Duterte is leading a group of aristocrats who wanted nothing more than build an authoritarian regime–which in the estimation of R.J. Rummel (1993)– promotes a higher than average probability of democide–deaths of democracy– than democratic regimes. His recent acts betray his authoritarian bent— he wants Congress to pass his pet project Federalism, inspite of popular disapproval, he jails opposition figures especially the ones whom he personally hates, and curtails press freedoms and civil rights.

Is the US intelligence community correct in portraying Mr. Duterte as a threat to democracy in the region? Yes. Why?

Mr. Duterte is destabilizing his own country by de-liberalising its government. By concentrating power to him and his corrupt associates, Mr. Duterte is creating an illiberal state which could heighten and encourage anti-government feelings.
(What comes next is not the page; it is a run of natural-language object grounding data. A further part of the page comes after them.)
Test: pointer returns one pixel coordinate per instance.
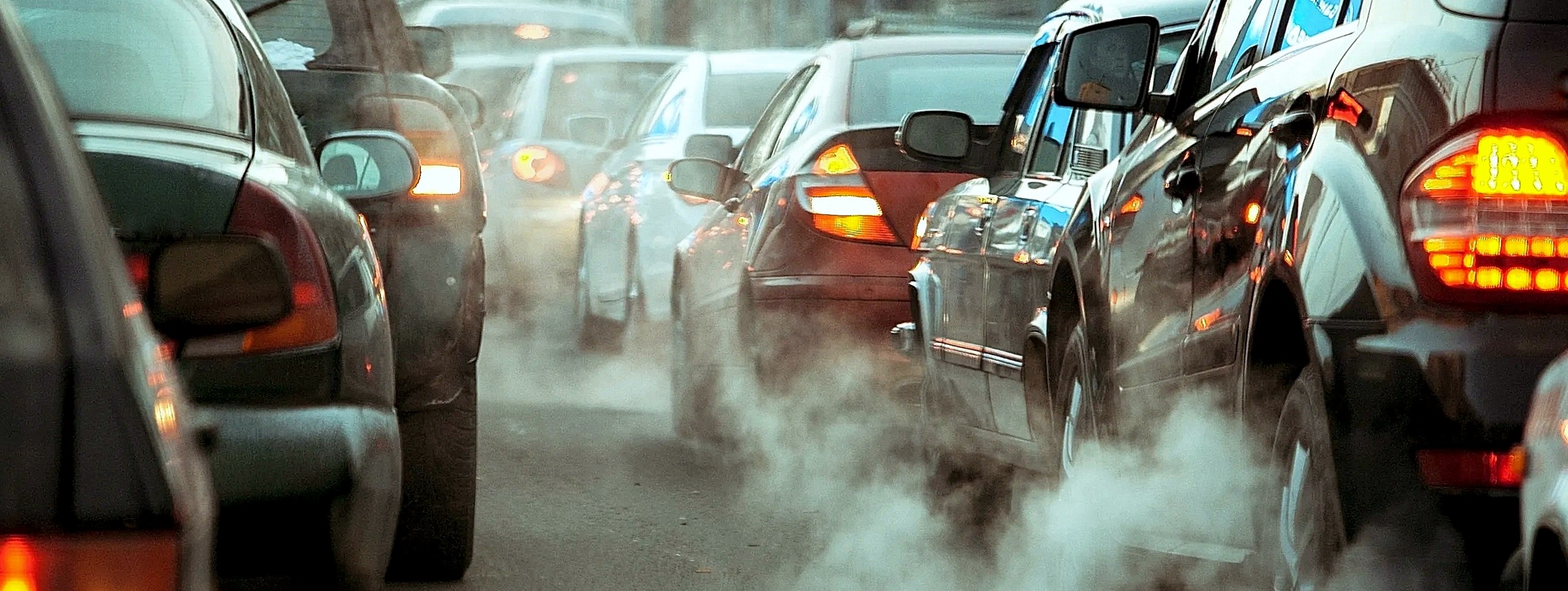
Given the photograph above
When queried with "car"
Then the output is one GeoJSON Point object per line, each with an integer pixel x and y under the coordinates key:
{"type": "Point", "coordinates": [179, 146]}
{"type": "Point", "coordinates": [1542, 558]}
{"type": "Point", "coordinates": [708, 102]}
{"type": "Point", "coordinates": [553, 142]}
{"type": "Point", "coordinates": [1330, 223]}
{"type": "Point", "coordinates": [496, 43]}
{"type": "Point", "coordinates": [813, 234]}
{"type": "Point", "coordinates": [984, 272]}
{"type": "Point", "coordinates": [105, 457]}
{"type": "Point", "coordinates": [377, 74]}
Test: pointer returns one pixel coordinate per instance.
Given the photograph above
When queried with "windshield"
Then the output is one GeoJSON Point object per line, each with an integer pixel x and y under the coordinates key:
{"type": "Point", "coordinates": [609, 88]}
{"type": "Point", "coordinates": [885, 90]}
{"type": "Point", "coordinates": [739, 99]}
{"type": "Point", "coordinates": [157, 60]}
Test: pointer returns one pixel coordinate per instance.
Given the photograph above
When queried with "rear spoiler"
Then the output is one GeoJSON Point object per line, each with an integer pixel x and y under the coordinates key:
{"type": "Point", "coordinates": [899, 23]}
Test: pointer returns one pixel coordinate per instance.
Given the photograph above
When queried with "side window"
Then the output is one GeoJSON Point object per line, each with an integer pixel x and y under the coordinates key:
{"type": "Point", "coordinates": [1239, 38]}
{"type": "Point", "coordinates": [759, 148]}
{"type": "Point", "coordinates": [1308, 19]}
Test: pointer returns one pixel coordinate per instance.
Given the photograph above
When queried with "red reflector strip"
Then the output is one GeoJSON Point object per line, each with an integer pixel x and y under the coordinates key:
{"type": "Point", "coordinates": [1473, 468]}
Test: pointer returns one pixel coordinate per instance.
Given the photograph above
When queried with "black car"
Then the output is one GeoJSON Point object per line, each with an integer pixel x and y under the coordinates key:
{"type": "Point", "coordinates": [1343, 218]}
{"type": "Point", "coordinates": [181, 146]}
{"type": "Point", "coordinates": [372, 74]}
{"type": "Point", "coordinates": [102, 468]}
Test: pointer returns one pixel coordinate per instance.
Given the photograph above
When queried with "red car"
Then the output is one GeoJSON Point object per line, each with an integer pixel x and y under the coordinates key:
{"type": "Point", "coordinates": [811, 248]}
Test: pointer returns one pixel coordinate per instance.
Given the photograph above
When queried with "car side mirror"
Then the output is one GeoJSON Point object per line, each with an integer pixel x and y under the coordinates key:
{"type": "Point", "coordinates": [589, 129]}
{"type": "Point", "coordinates": [435, 49]}
{"type": "Point", "coordinates": [471, 102]}
{"type": "Point", "coordinates": [935, 135]}
{"type": "Point", "coordinates": [705, 179]}
{"type": "Point", "coordinates": [711, 146]}
{"type": "Point", "coordinates": [1109, 65]}
{"type": "Point", "coordinates": [217, 284]}
{"type": "Point", "coordinates": [364, 165]}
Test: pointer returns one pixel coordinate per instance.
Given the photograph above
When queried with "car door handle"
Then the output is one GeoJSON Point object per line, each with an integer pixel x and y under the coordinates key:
{"type": "Point", "coordinates": [1293, 129]}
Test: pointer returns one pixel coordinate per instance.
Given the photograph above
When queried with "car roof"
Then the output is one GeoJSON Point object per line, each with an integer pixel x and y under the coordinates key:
{"type": "Point", "coordinates": [756, 60]}
{"type": "Point", "coordinates": [916, 44]}
{"type": "Point", "coordinates": [514, 13]}
{"type": "Point", "coordinates": [1167, 12]}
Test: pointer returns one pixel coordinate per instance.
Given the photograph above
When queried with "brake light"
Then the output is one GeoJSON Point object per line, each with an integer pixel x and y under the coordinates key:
{"type": "Point", "coordinates": [1473, 468]}
{"type": "Point", "coordinates": [1488, 212]}
{"type": "Point", "coordinates": [537, 163]}
{"type": "Point", "coordinates": [261, 214]}
{"type": "Point", "coordinates": [126, 562]}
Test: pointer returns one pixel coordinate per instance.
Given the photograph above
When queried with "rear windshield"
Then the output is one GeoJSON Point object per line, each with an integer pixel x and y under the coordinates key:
{"type": "Point", "coordinates": [885, 90]}
{"type": "Point", "coordinates": [607, 88]}
{"type": "Point", "coordinates": [739, 99]}
{"type": "Point", "coordinates": [510, 40]}
{"type": "Point", "coordinates": [159, 60]}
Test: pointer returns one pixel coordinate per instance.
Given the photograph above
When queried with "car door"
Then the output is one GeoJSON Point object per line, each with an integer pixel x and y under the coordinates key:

His acts are leading to the creation of an illiberal environment which, based on empirical findings, normally increases frustration and aggression among citizen actors.

Such illiberal atmosphere places the country in a radicalized situation which could drive youthful elements among the citizenry into a revolutionary frenzy. His explosive war rhetoric, his threats against insurgents and would-be insurgents, his actions against legitimate civil society organizations and the wanton disregards of his police force against hapless citizens are hallmarks of an authoritarian regime. If Duterte succeeds in his witless enterprise and wins in the Federalism battle with liberal segments of the Philippine population, the possibility of the Philippines getting itself into a long drawn out civil war is entirely possible.